Strict mode must pass only after:

- README links are not placeholders.
- `docs/results/avg_reward.png` and `docs/results/policy_stack_avg_reward.png` exist.
- `docs/results/hf_space_verification.json` has `passed: true`.
- `outputs/reports/sft_trl_run.json` has `status: ok`, non-zero examples, a non-empty artifact path, and uses `trl_unsloth` or `trl_transformers`.
- `outputs/reports/grpo_trl_run.json` has `status: ok`, accepted backend, and non-empty `artifact_path`.
- `outputs/reports/postsave_inference.json` does not use `fallback_policy`.
- `outputs/reports/improvement_report.json` has `improved: true`.
- `outputs/reports/hf_sweep_summary.json` has at least one completed non-fallback model row.
- `outputs/reports/anti_hacking_overfit_report.json` has `passed: true`.
- `GET /policy/model_status` reports the intended active run and artifact availability.
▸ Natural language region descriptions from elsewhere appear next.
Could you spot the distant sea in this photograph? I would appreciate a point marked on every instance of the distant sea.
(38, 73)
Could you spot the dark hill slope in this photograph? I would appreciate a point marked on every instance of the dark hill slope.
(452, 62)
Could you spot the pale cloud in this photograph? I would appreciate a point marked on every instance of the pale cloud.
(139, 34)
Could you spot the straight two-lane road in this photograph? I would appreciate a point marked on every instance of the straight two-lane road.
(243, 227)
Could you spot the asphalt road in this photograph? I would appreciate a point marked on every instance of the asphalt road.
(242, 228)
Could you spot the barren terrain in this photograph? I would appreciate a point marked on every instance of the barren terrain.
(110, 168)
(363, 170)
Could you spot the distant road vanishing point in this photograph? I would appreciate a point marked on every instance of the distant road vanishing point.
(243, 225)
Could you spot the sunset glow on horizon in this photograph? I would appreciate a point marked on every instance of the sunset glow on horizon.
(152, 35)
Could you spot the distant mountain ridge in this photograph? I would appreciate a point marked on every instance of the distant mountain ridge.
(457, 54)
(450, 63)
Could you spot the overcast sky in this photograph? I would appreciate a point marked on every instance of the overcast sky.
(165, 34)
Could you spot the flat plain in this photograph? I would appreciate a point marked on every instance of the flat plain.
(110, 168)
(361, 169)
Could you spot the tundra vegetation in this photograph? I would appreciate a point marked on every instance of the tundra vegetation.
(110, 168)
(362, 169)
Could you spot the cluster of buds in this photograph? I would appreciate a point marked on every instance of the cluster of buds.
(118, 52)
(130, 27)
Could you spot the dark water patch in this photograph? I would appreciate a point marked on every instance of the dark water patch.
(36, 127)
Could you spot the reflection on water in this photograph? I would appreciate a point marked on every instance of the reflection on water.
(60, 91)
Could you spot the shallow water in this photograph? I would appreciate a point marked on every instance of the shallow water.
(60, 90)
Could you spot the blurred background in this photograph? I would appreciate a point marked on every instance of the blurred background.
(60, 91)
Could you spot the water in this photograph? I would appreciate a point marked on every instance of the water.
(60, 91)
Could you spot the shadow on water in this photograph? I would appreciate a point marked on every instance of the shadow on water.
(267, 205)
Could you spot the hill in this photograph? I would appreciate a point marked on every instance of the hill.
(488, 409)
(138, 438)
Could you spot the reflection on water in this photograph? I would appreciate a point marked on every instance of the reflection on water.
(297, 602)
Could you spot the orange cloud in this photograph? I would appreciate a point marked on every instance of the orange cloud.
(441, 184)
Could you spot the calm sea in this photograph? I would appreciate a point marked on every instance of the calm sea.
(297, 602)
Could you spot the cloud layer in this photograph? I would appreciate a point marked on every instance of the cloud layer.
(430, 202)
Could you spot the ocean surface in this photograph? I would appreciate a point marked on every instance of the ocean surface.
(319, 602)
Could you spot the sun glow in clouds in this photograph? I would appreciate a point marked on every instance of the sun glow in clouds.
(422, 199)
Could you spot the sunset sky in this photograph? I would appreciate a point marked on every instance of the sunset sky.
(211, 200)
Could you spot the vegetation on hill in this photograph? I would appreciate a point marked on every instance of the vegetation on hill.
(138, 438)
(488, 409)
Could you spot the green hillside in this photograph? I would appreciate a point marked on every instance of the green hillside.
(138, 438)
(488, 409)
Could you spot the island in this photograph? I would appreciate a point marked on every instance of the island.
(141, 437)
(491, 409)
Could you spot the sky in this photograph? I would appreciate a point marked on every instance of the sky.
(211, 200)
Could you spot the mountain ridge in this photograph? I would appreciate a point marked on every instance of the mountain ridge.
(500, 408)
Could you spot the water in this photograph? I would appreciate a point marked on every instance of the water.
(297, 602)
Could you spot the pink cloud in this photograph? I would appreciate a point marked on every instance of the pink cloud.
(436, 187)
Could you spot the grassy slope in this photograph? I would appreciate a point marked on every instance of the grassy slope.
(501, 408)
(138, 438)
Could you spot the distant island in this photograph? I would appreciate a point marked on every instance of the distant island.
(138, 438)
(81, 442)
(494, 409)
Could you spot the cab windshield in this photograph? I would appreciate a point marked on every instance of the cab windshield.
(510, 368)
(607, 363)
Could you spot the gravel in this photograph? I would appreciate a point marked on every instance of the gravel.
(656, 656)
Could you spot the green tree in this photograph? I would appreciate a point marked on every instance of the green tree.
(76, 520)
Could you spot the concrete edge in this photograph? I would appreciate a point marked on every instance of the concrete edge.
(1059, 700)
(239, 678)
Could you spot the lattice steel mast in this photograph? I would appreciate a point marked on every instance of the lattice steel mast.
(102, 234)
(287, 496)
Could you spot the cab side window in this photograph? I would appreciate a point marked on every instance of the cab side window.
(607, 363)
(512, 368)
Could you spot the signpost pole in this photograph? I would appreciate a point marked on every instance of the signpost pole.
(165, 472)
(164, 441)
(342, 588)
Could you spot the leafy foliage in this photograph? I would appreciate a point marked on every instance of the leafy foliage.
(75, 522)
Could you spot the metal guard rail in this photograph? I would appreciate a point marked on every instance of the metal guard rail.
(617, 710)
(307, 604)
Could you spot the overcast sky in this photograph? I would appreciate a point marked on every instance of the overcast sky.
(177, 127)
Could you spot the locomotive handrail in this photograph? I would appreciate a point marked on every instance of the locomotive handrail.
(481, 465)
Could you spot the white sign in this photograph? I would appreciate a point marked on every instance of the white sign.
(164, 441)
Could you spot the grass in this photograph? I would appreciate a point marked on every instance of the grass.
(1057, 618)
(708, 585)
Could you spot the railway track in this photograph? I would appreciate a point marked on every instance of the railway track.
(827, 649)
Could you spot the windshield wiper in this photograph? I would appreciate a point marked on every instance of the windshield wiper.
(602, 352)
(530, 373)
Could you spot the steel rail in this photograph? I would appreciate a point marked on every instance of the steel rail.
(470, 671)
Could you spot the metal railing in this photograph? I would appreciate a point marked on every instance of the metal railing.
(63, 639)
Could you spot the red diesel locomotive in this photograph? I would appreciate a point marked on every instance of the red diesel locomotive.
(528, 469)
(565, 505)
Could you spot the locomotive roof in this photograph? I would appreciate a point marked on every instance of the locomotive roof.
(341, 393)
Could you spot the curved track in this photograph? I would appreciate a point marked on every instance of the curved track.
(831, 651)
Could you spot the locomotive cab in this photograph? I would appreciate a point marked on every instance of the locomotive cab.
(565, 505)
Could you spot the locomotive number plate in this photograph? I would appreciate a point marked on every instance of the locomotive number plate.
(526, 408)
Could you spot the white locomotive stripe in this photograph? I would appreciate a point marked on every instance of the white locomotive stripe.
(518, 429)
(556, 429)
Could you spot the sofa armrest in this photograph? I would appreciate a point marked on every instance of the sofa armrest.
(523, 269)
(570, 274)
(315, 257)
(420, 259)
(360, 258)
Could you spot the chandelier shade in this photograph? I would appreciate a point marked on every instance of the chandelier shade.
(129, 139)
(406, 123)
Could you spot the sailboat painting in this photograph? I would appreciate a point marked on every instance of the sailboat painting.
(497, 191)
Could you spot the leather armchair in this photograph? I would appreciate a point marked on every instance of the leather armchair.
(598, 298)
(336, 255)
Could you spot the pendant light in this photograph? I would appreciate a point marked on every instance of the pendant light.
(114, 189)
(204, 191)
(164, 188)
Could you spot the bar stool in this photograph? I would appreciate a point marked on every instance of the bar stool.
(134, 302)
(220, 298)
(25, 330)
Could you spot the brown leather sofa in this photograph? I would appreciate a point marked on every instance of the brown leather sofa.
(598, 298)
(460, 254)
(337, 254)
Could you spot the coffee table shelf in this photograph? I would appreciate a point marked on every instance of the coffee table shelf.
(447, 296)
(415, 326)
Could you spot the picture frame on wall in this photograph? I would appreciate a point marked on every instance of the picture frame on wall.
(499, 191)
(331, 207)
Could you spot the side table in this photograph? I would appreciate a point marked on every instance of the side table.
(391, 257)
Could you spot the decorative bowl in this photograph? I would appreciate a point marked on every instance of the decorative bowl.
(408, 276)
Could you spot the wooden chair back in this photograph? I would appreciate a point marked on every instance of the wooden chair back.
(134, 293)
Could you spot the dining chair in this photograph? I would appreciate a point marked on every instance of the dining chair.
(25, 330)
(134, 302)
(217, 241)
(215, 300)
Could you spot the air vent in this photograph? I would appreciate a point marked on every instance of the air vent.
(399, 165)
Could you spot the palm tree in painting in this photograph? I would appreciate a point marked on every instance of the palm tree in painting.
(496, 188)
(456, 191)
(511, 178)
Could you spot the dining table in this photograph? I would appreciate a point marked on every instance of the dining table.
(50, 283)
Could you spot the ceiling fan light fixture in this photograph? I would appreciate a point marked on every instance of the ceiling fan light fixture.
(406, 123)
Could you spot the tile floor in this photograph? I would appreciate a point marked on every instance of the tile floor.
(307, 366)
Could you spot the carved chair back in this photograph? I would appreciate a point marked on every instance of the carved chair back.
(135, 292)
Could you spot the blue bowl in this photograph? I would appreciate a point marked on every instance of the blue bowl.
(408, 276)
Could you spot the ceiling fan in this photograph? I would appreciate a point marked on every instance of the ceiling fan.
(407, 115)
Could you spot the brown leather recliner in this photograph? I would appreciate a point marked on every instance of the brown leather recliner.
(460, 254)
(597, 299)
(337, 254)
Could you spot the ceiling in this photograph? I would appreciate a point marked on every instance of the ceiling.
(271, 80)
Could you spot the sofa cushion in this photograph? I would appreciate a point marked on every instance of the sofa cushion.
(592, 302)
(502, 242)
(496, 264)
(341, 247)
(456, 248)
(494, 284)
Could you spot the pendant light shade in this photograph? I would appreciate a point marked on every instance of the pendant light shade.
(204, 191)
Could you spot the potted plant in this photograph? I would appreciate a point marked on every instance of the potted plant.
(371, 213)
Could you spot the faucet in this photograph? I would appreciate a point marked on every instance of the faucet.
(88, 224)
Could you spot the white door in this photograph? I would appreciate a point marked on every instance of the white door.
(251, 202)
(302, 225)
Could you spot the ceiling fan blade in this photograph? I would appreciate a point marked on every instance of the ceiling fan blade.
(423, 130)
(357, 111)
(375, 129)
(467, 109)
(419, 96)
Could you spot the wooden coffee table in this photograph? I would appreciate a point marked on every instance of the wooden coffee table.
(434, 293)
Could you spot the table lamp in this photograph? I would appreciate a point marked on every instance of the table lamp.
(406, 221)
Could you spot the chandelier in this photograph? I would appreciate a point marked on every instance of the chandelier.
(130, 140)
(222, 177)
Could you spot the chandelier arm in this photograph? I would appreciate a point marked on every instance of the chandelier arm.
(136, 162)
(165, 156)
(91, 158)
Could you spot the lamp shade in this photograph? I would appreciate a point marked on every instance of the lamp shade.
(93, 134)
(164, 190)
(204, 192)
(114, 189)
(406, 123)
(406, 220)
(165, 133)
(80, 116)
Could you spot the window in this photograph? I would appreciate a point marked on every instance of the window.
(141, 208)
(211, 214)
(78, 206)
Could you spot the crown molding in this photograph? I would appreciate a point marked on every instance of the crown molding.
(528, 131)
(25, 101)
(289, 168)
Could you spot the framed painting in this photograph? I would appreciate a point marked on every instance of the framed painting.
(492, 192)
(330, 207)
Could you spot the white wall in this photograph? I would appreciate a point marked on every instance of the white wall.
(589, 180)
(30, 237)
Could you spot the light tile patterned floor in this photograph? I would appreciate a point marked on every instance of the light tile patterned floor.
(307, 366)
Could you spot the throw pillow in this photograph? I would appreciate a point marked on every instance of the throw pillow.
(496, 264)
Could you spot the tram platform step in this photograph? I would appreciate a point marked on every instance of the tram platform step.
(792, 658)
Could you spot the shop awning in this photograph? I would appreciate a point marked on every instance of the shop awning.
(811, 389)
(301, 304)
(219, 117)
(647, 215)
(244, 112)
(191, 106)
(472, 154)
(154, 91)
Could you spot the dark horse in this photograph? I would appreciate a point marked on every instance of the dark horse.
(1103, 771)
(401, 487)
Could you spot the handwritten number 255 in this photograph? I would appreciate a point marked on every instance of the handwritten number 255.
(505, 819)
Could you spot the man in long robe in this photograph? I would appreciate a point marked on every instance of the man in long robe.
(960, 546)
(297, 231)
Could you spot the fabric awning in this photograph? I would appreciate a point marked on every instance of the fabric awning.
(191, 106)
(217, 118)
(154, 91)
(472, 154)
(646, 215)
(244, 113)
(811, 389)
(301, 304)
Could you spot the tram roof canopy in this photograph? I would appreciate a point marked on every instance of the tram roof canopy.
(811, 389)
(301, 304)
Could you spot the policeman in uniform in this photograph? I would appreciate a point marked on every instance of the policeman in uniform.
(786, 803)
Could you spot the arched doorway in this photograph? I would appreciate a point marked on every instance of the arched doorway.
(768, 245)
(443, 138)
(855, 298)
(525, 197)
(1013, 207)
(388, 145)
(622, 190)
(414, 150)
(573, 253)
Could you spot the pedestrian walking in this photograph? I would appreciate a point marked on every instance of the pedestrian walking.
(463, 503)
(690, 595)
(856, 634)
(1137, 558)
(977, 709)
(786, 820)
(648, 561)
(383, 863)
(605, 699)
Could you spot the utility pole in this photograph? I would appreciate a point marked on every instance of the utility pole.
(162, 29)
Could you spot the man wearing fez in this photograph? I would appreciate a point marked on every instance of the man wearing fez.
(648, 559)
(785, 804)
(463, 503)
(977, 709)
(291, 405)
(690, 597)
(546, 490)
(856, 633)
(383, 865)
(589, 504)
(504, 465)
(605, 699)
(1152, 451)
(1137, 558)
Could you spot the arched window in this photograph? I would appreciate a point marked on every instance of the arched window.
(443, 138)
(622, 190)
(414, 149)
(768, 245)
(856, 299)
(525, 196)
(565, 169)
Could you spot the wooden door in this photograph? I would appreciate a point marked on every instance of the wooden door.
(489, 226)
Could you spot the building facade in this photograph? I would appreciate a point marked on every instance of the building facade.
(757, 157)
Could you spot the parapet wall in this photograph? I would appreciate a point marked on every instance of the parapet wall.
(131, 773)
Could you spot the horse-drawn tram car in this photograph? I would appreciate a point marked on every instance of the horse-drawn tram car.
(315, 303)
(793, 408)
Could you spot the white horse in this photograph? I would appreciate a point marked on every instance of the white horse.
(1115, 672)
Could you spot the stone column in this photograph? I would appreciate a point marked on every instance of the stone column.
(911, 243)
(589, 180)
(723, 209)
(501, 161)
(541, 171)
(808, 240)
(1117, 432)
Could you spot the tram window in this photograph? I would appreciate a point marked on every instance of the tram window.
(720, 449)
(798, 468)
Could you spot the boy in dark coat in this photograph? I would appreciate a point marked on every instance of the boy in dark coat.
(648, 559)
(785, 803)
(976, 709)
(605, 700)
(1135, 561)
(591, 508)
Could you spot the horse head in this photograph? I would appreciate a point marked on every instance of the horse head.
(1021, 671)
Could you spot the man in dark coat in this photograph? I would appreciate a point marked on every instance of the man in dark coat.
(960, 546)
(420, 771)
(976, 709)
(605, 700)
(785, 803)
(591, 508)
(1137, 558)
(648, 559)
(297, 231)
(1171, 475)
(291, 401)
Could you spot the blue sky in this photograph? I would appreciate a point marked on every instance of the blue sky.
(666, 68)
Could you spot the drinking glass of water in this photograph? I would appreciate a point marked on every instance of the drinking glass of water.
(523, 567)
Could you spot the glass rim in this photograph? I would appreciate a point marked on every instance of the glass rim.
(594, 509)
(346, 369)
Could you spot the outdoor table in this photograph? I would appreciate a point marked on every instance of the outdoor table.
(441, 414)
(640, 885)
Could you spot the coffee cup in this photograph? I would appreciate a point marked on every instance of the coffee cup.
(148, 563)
Strict mode passed during the April 26, 2026 audit. It does not perform live HTTP status checks, so the final blog/video URL still needs explicit validation.

## HF Auth Commands

```bash
./.venv/bin/hf auth login
./.venv/bin/hf auth whoami
export HF_SPACE_REPO_ID="TheJackBright/polyguard-openenv-workbench"
```

Use `./.venv/bin/hf`, not the global `hf` binary.

Private HF training artifact repositories require authentication and should not be used as judge-facing public links unless they are made public or mirrored into the repository/Space documentation.